# Managing statesavings.ie online



## paddytt (2 Mar 2014)

Hi

if I open a State Savings Ordinary Deposit Account, can I transfer money in and out from any other bank online, just like a bank account?  So, do I get an IBAN number etc?

many thanks

Paddy


----------



## Lightning (11 Mar 2014)

paddytt said:


> Hi
> 
> if I open a State Savings Ordinary Deposit Account, can I transfer money in and out from any other bank online, just like a bank account?  So, do I get an IBAN number etc?
> 
> ...



You cannot transfer money out of the account online. 

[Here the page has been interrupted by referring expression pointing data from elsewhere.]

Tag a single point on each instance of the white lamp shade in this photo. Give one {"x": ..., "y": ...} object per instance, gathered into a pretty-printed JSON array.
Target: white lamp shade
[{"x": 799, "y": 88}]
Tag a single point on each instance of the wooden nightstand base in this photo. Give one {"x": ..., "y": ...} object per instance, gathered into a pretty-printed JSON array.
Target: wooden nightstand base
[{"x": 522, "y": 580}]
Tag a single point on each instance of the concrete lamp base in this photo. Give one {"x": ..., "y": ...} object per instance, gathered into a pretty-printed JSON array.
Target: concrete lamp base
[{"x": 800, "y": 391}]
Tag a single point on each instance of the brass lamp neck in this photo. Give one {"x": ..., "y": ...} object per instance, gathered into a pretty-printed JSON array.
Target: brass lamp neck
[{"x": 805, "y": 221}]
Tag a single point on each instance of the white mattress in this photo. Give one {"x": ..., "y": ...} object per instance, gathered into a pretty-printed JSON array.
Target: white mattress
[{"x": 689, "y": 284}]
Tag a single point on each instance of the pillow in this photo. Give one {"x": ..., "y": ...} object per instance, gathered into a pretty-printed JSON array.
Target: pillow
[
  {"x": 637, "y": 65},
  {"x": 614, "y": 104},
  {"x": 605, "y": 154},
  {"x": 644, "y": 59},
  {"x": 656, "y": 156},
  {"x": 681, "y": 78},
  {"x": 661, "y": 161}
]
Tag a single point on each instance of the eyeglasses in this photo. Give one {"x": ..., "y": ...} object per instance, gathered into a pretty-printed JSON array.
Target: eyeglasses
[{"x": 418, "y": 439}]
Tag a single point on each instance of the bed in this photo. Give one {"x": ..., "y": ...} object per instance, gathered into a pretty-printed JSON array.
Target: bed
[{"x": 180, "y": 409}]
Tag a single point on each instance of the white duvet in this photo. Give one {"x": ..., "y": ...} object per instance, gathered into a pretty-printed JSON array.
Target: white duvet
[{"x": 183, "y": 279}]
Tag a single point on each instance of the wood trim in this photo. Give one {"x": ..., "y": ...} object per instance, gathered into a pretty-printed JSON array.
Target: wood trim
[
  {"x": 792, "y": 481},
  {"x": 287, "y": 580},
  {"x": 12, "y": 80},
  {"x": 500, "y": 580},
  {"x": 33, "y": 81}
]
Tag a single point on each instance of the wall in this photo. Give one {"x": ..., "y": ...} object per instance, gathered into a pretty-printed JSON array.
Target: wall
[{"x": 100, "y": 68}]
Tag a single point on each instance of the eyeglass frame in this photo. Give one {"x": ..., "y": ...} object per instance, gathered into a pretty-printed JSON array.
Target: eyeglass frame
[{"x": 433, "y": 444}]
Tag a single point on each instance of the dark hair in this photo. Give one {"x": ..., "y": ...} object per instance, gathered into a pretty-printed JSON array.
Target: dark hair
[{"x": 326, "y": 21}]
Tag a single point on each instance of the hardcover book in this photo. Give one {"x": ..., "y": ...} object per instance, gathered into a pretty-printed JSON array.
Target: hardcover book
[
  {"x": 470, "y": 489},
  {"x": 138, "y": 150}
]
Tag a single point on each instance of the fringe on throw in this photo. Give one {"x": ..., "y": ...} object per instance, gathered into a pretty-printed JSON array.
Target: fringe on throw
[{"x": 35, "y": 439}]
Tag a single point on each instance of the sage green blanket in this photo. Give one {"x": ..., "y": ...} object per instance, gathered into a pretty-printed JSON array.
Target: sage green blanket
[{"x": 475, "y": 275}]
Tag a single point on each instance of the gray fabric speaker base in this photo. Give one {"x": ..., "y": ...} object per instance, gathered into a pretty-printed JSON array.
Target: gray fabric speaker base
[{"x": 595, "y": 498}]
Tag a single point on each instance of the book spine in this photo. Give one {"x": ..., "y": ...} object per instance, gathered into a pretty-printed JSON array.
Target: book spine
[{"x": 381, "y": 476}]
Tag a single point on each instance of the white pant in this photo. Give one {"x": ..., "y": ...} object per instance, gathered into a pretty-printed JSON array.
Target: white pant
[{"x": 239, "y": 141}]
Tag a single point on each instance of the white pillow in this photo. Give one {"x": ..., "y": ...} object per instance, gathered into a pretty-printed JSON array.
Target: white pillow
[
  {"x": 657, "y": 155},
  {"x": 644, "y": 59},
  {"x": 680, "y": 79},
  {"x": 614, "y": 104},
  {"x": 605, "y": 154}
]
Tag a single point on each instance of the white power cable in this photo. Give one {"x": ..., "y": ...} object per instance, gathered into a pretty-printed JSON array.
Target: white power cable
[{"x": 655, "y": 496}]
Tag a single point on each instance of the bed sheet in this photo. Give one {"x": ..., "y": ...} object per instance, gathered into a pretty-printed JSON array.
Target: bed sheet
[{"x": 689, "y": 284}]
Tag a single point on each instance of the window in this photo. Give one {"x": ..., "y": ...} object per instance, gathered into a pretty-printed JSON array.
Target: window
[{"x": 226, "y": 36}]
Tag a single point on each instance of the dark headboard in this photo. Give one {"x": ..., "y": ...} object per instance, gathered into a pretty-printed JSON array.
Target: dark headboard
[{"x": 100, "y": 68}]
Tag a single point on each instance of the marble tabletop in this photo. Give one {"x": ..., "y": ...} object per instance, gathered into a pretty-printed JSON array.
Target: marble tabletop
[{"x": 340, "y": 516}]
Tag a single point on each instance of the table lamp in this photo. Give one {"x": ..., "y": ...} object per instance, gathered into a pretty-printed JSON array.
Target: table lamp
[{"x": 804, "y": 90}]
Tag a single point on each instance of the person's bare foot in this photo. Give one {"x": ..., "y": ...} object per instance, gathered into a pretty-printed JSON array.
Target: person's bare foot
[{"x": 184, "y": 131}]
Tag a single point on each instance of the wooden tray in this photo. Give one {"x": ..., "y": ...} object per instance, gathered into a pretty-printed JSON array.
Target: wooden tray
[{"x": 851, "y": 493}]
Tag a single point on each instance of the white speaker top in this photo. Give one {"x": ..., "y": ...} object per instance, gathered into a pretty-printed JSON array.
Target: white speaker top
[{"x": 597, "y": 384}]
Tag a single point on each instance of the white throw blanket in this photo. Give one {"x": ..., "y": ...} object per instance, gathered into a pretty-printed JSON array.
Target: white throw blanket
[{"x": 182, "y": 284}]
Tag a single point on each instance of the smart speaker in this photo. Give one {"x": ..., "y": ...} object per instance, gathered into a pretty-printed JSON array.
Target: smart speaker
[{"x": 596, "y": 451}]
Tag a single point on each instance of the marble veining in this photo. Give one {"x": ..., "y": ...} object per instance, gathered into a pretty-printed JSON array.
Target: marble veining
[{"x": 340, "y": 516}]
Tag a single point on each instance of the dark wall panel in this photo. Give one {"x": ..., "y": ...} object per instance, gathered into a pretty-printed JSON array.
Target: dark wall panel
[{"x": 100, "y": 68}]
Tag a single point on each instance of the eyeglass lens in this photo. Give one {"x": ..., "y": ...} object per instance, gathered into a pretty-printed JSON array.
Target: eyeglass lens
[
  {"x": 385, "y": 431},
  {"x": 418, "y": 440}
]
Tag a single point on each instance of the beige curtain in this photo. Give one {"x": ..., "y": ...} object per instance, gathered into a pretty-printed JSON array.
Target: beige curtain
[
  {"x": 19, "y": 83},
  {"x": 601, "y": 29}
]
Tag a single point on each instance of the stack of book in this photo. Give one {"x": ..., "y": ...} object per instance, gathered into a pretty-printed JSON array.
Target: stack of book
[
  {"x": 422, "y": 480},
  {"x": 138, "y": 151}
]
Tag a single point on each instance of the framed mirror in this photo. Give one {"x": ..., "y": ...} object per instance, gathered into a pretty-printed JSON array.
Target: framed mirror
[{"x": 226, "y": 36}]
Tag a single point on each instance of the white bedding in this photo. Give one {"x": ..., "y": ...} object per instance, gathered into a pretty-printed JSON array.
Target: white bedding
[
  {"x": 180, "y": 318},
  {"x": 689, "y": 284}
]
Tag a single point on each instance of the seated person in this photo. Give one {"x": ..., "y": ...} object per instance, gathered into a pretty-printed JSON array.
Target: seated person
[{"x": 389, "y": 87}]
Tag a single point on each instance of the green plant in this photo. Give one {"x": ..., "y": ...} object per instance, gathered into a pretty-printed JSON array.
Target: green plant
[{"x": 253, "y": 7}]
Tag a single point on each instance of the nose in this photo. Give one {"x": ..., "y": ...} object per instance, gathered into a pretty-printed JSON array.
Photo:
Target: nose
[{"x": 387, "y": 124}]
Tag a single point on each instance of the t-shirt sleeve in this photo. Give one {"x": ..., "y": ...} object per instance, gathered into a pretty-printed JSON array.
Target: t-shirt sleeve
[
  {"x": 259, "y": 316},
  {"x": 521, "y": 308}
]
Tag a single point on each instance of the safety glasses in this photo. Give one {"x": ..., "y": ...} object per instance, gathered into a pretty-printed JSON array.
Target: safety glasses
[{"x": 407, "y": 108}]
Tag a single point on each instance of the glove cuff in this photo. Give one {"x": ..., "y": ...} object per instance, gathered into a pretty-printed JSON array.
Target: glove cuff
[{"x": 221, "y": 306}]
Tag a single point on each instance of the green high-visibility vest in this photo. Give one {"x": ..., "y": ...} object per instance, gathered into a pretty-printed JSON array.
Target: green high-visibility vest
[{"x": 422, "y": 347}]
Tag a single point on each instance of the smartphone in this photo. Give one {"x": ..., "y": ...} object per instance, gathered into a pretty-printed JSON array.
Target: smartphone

The NTMA do not provide online access to this account.


----------



## VanZan (19 Mar 2014)

Yeah it's pretty poor really (besides the very tasty rates!). I took out a five year certificate in 2010. In 2011 and 2012 I got a letter in February updating me on my balance. Nothing last year or this year. I enquired last year why they had stopped the updates but they tried to persuade me that they never send out anything. I still have the 2010 and 2011 letters filed away!!


----------



## theresa1 (8 May 2014)

[broken link removed]

AIB took over most of the Anglo Irish Bank Deposits and quickly removed online access and have no plans of bringing it back.

I'm a huge fan of State Savings but yes surely they need to modernise.


----------